Sitz der Spanischen Nationalbank in Madrid Foto: EFE

José María Aznar, José Luis Rodríguez Zapatero und Mariano Rajoy hinterließen ihren Nachfolgern eine immer höhere Staatsverschuldung

Madrid – Als Pedro Sánchez am 1. Juni zum Ministerpräsidenten gewählt wurde, endete die Ära von Mariano Rajoy, der dieses Amt sechseinhalb Jahre lang bekleidet hatte. Nach den neuesten Daten der Spanischen Nationalbank hinterließ Rajoy dem Land einen enormen Schuldenberg. Während seiner Amtszeit ist die Staatsverschuldung um 418,6 Milliarden Euro auf 98% des Bruttoinlandsproduktes (BIP) bzw. auf 1,163 Billionen Euro angestiegen.

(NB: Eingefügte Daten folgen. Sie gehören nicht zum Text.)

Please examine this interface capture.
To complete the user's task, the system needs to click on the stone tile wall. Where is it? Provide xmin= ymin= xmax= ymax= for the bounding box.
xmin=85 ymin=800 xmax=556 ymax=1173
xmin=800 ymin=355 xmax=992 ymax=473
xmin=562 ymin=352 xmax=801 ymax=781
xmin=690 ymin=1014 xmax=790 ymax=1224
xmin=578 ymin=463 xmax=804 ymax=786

Zwar trat auch Mariano Rajoy bei seinem Amtsantritt ein schweres Erbe an, denn die Wirtschaft war von der Krise stark geschwächt, doch geschah es unter seiner Leitung, dass die Staatsverschuldung zum ersten Mal auf mehr als eine Billion Euro anstieg bzw. 100% des BIP erreichte.

Die letzten drei Ministerpräsidenten hinterließen jeweils eine höhere Staatsverschuldung, als sie vorgefunden hatten. Als José María Aznar im Jahr 1996 Präsident wurde, belief sich die Staatsschuld auf 293 Milliarden Euro, als er 2004 ging, auf 389 Milliarden Euro. Doch während seiner Amtszeit hatte die Wirtschaft und somit der BIP stark an Kraft zugenommen, sodass sich die Staatsverschuldung von 60% auf 47% des BIP reduziert hatte.

Mit José Luis Rodríguez Zapatero an der Spitze, von 2004 bis 2011, nahm der Schuldenberg infolge eines hervorragenden Wirtschaftswachstums zunächst im Juni 2008 auf 35% des BIP ab. Doch die schwere Wirtschafts- und Finanzkrise ließ die Staatsverschuldung geradezu explodieren. Als Rodríguez Zapatero den Sessel räumte, hinterließ er einen Schuldenberg von 744 Milliarden Euro bzw. 70% des BIP. Damit hatten sich die Schulden während seiner Amtszeit um 355 Milliarden Euro erhöht.

Mariano Rajoy toppte diese Zahlen dann noch einmal.